Jeśli ulica jest Karasiowa, Pstrągowa, Uklejowa albo Karpia, to pewno jesteśmy na Osowej Górze. Orla, Gołębia, Jaskółcza - to Szwederowo, a Rysia, Jelenia i Zajęcza spotykają się na Wyżynach. Tuż pod lasem, a jakże!
Tylko Niedźwiedzia...
...jakaś taka sama, przy Jezuickiej, Batorego. A wokół żadnych zwierząt. - Szkoda byłoby ją odmieniać, jak te wszystkie inne, które pochodzą od fauny - sugeruje nasz Czytelnik.
I nie trzeba. O wyjaśnienie tej sprawy poprosiliśmy Jerzego Derendę, prezesa Towarzystwa Miłośników Miasta Bydgoszczy. Dylematem "Na ul. Niedźwiedzia czy na ul. Niedźwiedziej?" zajmował się w "Dzienniku Wieczornym" już w 1988 roku.
Jak podkreśla, o tym, czy mamy odmieniać nazwę ulicy decyduje jej pochodzenie. - Krążyła legenda o niedźwiedziu, który niegdyś ponoć utopił się w pobliżu tej ulicy, ale nie tutaj szukałbym źródeł nazwy ulicy - zaczyna Derenda. - Wiarygodne są zapiski znanego bydgoskiego...
...archiwisty Zygmunta Malewskiego.
Pisał on:
"Stara ta ulica należąca do najdawniejszych ulic śródmieścia zawdzięcza swoją nazwę starodawnej aptece, która nosiła godło "Niedźwiedź", kiedy to aptekę tę posiadał Niemiec Bär".
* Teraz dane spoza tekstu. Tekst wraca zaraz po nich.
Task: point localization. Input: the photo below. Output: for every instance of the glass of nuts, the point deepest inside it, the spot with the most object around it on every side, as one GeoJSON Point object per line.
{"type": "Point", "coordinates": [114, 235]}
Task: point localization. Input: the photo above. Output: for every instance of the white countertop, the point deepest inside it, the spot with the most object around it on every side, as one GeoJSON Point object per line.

- A więc po niemiecku nazywał się właśnie Niedźwiedź - tłumaczy Derenda. I przytacza jeszcze jedno źródło: - W publikacji "Czy znasz ulice Bydgoszczy?" Józef Podgóreczny wspomina o mieszczaninie o nazwisku Bär, który mieszkał w tym samym domu, co apteka. Nie ma zatem wątpliwości, figurka niedźwiedzia przygląda się z góry ulicy Niedźwiedzia, a nie Niedźwiedziej.